In this project we will examine the distribution of public transport services as they vary across
space in South East Queensland. The critical question for this project is: After accounting for
distance from the Brisbane CBD, are there spatial patterns in the level of access provided to
public transport? Specifically, is public transport access “biased” towards certain income or
housing groups, or towards Indigenous Australians?
To measure “access”, we will use the “Public Transport Accessibility Level”, or PTAL. The PTAL
metric was originally developed by Transport for London to capture the average time spent
walking to, and waiting for, bus and train service in greater London. The PTAL metric captures this
accessibility at a fairly fine level of spatial detail. A report on the method used to calculate PTAL is
included on Blackboard with this project.
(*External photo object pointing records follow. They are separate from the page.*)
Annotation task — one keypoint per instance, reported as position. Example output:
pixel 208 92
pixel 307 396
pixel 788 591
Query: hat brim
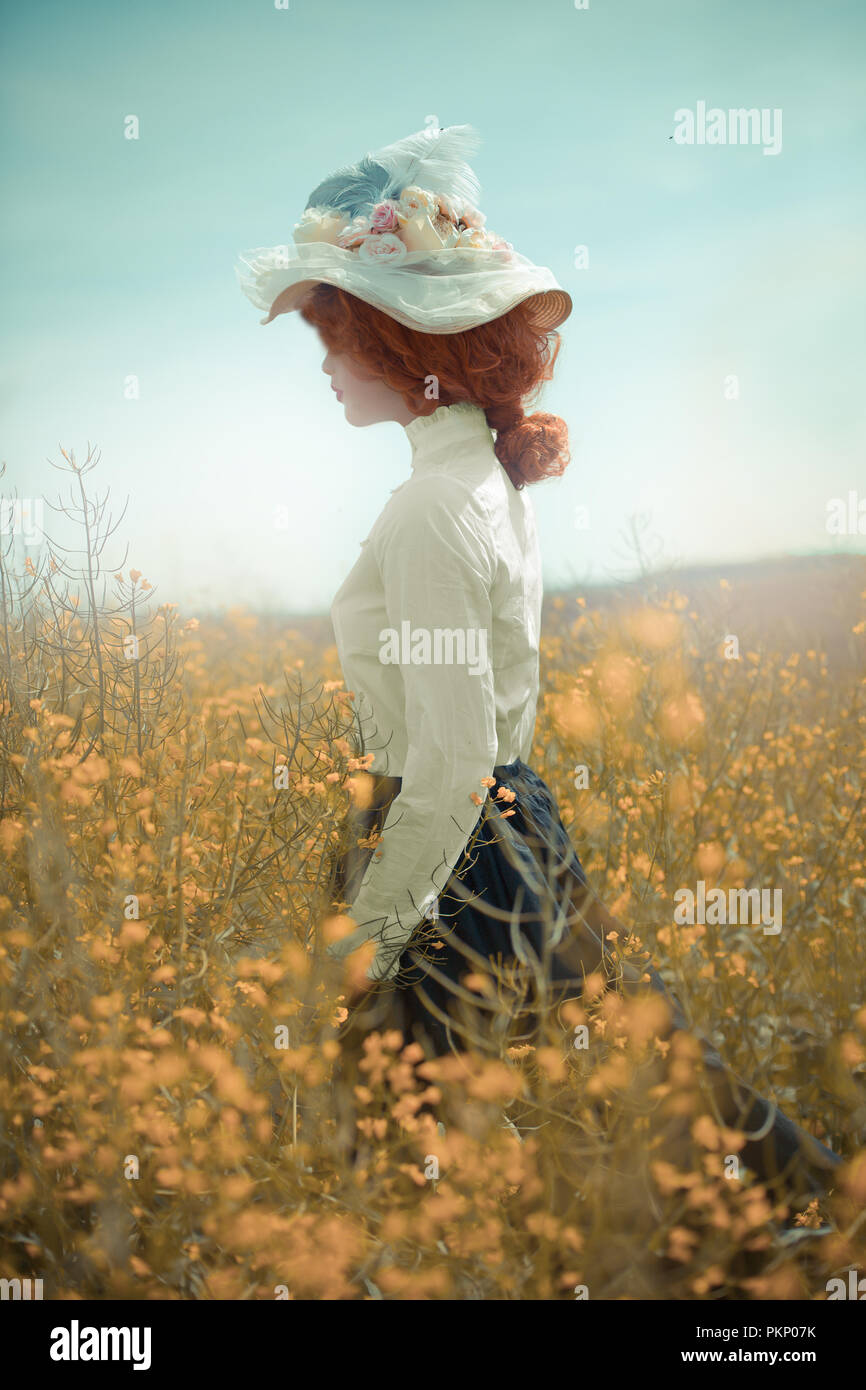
pixel 428 292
To measure the PTAL, we also need a number of important metrics on public transport service. We
will use the locations of bus and train stops, and the timetables at those stops, to measure public
transport service. From the General Transit Feed Specification (GTFS), the Blackboard site contains
the files “stops.txt” and “stop_times.txt”, which provide information on the spatial location of
stops and the timetable at each stop.
Geographies (shapefiles) for Mesh Blocks and for Spatial Area 1 (SA1) as defined by the Australian
Bureau of Statistics (ABS) are included in the data online; these have already been processed to
include only those shapes within the SEQ region.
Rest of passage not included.